Coming to Alaska we hoped to get new experiences and amazing adventures, but also get to know and live the Alaskan everyday life. Living in a dry cabin without electricity and running water, with a wood stove as our heater, oil lamps and candles as our light and an outhouse as our bathroom, 45 km (30 mi) outside the city of Fairbanks, we think we just got what we wanted.
Our life in Two Rivers could be described by many words, but the first phrase coming to our head is definitely “close to nature”. And we were constantly reminded of how the nature ultimately controls your everyday life. Due to permafrost, frozen soil, it’s rare to have a water system in your cabin. Like many people in Alaska, we hauled our drinking water inside in 20-liter (6 gallon) jugs and carried wastewater outside in a bowl. We stored our food in a cooler that we buried deep in the ground in summer and kept inside in winter, filling it with bottles full of ice. We cut our own firewood during the summer to keep us and the cabin warm during the winter. And before you notice, all these things become automatic, normal part of your day.
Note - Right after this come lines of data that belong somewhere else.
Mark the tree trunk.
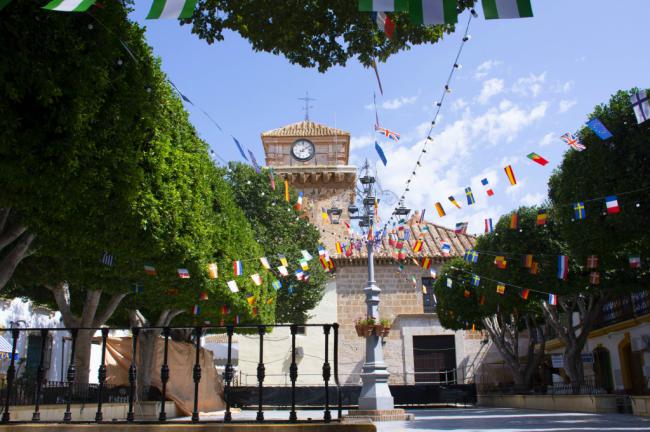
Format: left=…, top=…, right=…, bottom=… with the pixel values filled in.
left=46, top=282, right=126, bottom=385
left=129, top=309, right=183, bottom=401
left=0, top=208, right=36, bottom=290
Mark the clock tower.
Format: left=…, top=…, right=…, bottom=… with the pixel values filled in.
left=262, top=120, right=357, bottom=237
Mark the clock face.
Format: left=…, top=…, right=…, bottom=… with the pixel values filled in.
left=291, top=139, right=316, bottom=162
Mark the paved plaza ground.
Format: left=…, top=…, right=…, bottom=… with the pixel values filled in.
left=184, top=408, right=650, bottom=432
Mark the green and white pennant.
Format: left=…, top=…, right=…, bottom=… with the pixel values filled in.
left=410, top=0, right=458, bottom=24
left=147, top=0, right=197, bottom=19
left=483, top=0, right=533, bottom=19
left=43, top=0, right=97, bottom=12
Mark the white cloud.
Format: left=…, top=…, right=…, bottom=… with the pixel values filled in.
left=539, top=132, right=557, bottom=147
left=350, top=135, right=375, bottom=150
left=520, top=193, right=546, bottom=206
left=474, top=60, right=501, bottom=80
left=512, top=72, right=546, bottom=97
left=559, top=99, right=578, bottom=114
left=477, top=78, right=505, bottom=105
left=364, top=95, right=419, bottom=111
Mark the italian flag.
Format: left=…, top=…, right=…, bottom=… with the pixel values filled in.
left=410, top=0, right=458, bottom=24
left=147, top=0, right=197, bottom=19
left=43, top=0, right=96, bottom=12
left=482, top=0, right=533, bottom=19
left=359, top=0, right=409, bottom=12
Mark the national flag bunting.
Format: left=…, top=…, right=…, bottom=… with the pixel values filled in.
left=359, top=0, right=409, bottom=12
left=503, top=165, right=517, bottom=186
left=560, top=132, right=587, bottom=151
left=375, top=125, right=400, bottom=142
left=465, top=186, right=476, bottom=205
left=43, top=0, right=97, bottom=12
left=573, top=201, right=587, bottom=220
left=208, top=263, right=219, bottom=279
left=589, top=272, right=600, bottom=285
left=527, top=152, right=548, bottom=166
left=605, top=195, right=621, bottom=214
left=483, top=0, right=533, bottom=19
left=409, top=0, right=458, bottom=25
left=587, top=255, right=598, bottom=269
left=147, top=0, right=196, bottom=18
left=232, top=261, right=244, bottom=276
left=557, top=255, right=569, bottom=280
left=372, top=11, right=395, bottom=38
left=630, top=90, right=650, bottom=124
left=481, top=178, right=494, bottom=196
left=523, top=255, right=533, bottom=269
left=510, top=213, right=519, bottom=229
left=587, top=118, right=614, bottom=140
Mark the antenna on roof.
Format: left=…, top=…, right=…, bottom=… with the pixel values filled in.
left=298, top=92, right=316, bottom=121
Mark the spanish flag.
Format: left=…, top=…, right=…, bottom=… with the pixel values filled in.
left=449, top=196, right=460, bottom=208
left=504, top=165, right=517, bottom=186
left=510, top=213, right=519, bottom=229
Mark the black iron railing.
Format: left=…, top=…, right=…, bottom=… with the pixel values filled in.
left=0, top=323, right=342, bottom=423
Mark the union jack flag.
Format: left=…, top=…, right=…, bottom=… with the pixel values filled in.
left=560, top=132, right=587, bottom=151
left=375, top=125, right=400, bottom=141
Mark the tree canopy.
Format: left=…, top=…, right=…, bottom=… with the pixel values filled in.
left=188, top=0, right=474, bottom=72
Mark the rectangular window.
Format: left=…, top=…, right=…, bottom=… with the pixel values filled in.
left=413, top=335, right=456, bottom=384
left=422, top=277, right=436, bottom=313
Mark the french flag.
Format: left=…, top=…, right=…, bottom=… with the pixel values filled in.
left=605, top=195, right=621, bottom=214
left=372, top=12, right=395, bottom=39
left=557, top=255, right=569, bottom=280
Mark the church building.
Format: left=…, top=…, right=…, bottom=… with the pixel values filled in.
left=237, top=120, right=484, bottom=385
Living in a remote area without electricity also affects many small daily tasks, especially in winter. When the daylight decreases your headlamp becomes your best friend. And you realize how much light a fire, whether in an oil lamp, in a candle or in a wood stove, can offer. You realize your commute or evening walks can be enlightened by moon, stars and beautiful northern lights in the sky. And eventually you also learn how to cook with propane stove and oven.
So what would make our everyday life even more special? We are already in Alaska, living in a cabin with limited facilities in the middle of a forest. Well, the people and the animals we’re living with. Our amazing landlord with his family owns a couple of dozen dogs that we got to know very well and enjoyed going out a lot.
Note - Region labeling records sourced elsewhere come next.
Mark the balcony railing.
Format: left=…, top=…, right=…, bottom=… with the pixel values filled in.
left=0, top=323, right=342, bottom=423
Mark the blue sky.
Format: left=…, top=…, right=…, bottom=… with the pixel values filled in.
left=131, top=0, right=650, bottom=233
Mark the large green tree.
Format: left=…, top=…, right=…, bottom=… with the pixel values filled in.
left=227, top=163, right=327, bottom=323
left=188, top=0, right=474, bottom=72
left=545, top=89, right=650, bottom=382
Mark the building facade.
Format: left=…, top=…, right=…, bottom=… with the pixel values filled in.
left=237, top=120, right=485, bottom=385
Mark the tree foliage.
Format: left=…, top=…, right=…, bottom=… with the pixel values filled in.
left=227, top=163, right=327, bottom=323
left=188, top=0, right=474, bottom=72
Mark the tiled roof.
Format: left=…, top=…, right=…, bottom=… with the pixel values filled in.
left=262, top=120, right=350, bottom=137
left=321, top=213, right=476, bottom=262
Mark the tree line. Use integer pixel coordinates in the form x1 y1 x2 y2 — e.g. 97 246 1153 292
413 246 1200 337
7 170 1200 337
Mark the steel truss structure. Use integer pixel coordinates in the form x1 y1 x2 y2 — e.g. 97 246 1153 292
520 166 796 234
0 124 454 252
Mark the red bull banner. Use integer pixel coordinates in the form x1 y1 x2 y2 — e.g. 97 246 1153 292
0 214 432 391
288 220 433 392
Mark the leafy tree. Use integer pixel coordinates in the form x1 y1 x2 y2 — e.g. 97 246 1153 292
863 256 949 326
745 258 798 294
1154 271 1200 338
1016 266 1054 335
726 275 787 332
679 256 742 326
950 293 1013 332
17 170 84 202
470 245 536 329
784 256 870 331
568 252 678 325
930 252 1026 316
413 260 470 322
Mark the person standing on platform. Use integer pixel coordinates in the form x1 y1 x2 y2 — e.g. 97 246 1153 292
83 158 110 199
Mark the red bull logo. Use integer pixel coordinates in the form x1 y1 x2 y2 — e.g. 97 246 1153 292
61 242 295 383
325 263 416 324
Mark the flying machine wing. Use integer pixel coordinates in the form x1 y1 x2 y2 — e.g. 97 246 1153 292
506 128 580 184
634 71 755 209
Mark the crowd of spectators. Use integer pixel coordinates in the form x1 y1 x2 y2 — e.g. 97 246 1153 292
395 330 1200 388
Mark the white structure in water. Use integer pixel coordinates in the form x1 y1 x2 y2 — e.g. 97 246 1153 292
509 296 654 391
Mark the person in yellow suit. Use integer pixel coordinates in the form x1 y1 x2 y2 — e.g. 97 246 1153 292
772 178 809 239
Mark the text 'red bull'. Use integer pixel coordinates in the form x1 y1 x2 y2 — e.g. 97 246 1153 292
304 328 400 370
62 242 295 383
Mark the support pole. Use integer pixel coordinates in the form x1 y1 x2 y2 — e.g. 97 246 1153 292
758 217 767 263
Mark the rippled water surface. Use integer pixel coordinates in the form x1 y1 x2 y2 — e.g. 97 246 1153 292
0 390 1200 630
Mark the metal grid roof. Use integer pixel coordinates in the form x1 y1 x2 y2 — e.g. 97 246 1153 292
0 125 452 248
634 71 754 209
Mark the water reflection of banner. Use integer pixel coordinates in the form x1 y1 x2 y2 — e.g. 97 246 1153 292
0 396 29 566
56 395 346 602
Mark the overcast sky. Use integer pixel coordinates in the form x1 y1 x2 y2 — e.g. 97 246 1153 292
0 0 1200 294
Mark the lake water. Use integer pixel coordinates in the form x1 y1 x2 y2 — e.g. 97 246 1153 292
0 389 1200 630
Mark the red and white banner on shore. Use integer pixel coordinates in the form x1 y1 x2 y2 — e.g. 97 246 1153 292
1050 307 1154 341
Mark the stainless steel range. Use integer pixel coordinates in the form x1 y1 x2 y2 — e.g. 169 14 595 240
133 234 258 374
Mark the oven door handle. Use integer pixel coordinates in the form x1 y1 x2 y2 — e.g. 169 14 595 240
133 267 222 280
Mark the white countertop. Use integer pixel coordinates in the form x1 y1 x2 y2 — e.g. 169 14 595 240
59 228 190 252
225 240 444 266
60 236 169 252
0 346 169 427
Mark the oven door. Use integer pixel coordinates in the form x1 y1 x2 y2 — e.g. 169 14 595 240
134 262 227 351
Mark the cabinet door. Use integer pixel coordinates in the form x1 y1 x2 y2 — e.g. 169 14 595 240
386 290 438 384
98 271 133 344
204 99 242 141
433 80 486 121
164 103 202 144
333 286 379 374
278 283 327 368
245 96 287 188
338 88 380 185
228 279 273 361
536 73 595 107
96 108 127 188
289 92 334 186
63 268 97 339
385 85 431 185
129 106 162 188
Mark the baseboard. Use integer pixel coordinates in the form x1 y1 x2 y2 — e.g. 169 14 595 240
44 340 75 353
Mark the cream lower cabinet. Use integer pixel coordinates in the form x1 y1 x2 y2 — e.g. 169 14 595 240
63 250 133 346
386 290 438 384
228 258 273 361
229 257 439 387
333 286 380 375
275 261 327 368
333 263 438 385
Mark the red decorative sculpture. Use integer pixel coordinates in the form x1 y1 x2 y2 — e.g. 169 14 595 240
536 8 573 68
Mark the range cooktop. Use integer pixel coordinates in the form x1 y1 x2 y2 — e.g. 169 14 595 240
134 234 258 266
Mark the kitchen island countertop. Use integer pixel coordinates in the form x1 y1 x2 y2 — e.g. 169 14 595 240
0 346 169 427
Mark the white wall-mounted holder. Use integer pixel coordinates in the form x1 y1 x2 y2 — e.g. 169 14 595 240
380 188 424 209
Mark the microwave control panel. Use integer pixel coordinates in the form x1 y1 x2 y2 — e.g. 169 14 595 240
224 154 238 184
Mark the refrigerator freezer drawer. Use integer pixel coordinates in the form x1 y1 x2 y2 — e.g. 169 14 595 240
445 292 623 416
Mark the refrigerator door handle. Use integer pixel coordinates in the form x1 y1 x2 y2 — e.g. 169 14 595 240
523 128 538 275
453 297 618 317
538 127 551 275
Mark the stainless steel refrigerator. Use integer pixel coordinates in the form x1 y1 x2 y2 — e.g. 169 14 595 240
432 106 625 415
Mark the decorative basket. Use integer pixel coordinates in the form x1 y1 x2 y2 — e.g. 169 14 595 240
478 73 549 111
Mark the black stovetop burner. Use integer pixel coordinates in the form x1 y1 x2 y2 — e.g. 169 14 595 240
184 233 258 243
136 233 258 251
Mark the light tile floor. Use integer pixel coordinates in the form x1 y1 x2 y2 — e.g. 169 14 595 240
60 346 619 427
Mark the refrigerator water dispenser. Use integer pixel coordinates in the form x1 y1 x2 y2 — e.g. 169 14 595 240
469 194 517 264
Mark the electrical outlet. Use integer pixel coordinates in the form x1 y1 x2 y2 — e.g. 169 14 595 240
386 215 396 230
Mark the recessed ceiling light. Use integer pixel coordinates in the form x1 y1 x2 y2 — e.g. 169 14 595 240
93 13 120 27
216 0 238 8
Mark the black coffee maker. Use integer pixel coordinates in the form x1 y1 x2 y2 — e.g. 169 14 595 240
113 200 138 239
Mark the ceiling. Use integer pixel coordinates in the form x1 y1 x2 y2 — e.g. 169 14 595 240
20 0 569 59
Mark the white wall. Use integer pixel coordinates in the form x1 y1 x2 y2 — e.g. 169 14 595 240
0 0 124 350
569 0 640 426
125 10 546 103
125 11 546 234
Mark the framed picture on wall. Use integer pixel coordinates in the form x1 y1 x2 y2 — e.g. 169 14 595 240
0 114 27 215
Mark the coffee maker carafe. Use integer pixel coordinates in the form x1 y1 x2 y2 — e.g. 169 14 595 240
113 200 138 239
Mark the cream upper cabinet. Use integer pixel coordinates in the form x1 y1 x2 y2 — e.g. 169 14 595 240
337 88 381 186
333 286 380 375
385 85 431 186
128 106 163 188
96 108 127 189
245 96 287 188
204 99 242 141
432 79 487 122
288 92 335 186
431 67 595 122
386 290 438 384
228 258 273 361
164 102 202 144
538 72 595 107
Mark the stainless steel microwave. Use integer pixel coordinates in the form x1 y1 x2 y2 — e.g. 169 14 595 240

In addition our “Alaskan family” has a barn full of chickens, ducks and goats that kept us busy after work and provided ingredients like eggs, milk and meat to our daily meals. In summer we also had a huge organic garden full of different salads, carrots, peas, beans, beets, raspberries, tomatoes, potatoes and so on. Goes without saying, we highly appreciated the home grown, clean food that we had opportunity to eat, many times with our Alaskan family.
Our everyday life was colored by several single or multiday trips around interior and other parts of Alaska. We went for road trips and hiking trips, went flying, floating, canoeing, skiing and snowshoeing, and drove with snowmachine and ATV. In winter we had a dog team that we mushed with. So seasons changed and days, weeks and months were full of action and exciting things to do. But we still found time to relax and just be at our Alaskan home and enjoy. That’s what we call a life!